Criticizing the president's health care law "has run its course," said House Democratic leader Nancy Pelosi, and Republicans "have to find something else to talk about." She called the new Benghazi inquiry a "political stunt."
Republicans say their actions are serious and justified, even if they also might be good politics.
House Speaker John Boehner, R-Ohio, said the select committee on Benghazi will not be partisan or involve political "sideshows." But he declined to tell Republicans to stop using the Benghazi tragedy to raise campaign money.
Republicans acknowledge the hearings could backfire if their select committee members appear overly zealous.
"There's a real burden on us," said Rep. Tom Cole, R-Okla. "We need to not overreach" and simply "figure out what the truth is." He predicted the select committee chairman, Rep. Trey Gowdy, R-S.C., will "lean over backward to be fair."
Democrats spend little time defending the Obama administration's role in Benghazi or the IRS' actions in scrutinizing conservative groups that sought tax-exempt status. Instead, they cite the multiple hearings and inquiries already conducted into the matters, which were fading from national headlines except on outlets such as Fox News.
An inspector general's report blamed poor management in an IRS office that gave special scrutiny to conservative groups seeking tax-exempt status. But it found no evidence of political conspiracy.
The division's director, Lois Lerner, infuriated Republicans a year ago by proclaiming her innocence at a House Oversight Committee hearing and then declining to answer questions, citing her constitutional right against self-incrimination. In a mostly party-line vote, the House voted May 7 to hold Lerner in contempt. It wants a U.S. attorney to take steps to force her to testify.
As for Benghazi, at least half a dozen inquiries have probed the terrorist assault of Sept. 11, 2012, generating more than 25,000 pages of documents. Main questions include: Did the Obama administration do enough to get military relief to those under attack? And did it try to mislead Americans about the attack's origins to protect President Barack Obama's record on terrorism with two months left in his re-election campaign?
Opinions mostly fall along partisan lines, although some Republicans express more outrage than others. House Armed Services Chairman Howard "Buck" McKeon, R-Calif., said the military did what it reasonably could.
The attack's origins were murky at first. At the time, Egyptians were rioting over an amateur American-made video mocking Islam's prophet Mohammad.
Then-U.N. Ambassador Susan Rice cited Islamic outrage over the video when she appeared on talk shows the Sunday after the Benghazi attack. Administration officials later said the assault was a calculated terrorist action, not a direct response to the video.
House Republicans have seized on a recently divulged White House "talking points" memo written to help Rice prepare for her TV appearances. The memo said one goal was "to underscore that these protests are rooted in an Internet video and not a broader failure of policy" by the administration.

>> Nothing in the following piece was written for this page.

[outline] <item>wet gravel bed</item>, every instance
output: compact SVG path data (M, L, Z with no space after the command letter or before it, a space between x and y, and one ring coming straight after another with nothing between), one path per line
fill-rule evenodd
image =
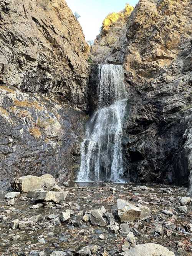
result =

Republicans say the White House deliberately hid the memo from investigators.
Many Democrats say congressional Republicans want to injure Hillary Rodham Clinton, a possible 2016 presidential candidate, who was secretary of state during the Benghazi tragedy.
Several GOP political strategists said revived inquiries into Benghazi and the IRS will probably do their party more good than harm, provided their lawmakers appear more professional than partisan.
Undecided voters might not get excited about GOP accusations regarding the IRS and Benghazi, said Dan Schnur, a former Republican consultant who teaches political science at the University of Southern California. But given the administration's questionable behavior in both areas, he said, "They certainly don't line up on the other side."
GOP strategist Terry Holt agrees. The Benghazi assault, he said, was "the phone call Hillary Clinton warned us about in 2008 when she was running against Obama. They both blew it."
Democrats are banking on public revulsion.
"To make use politically and financially of the tragedy of the loss of four great Americans is beneath contempt," said Rep. Louise Slaughter, D-N.Y.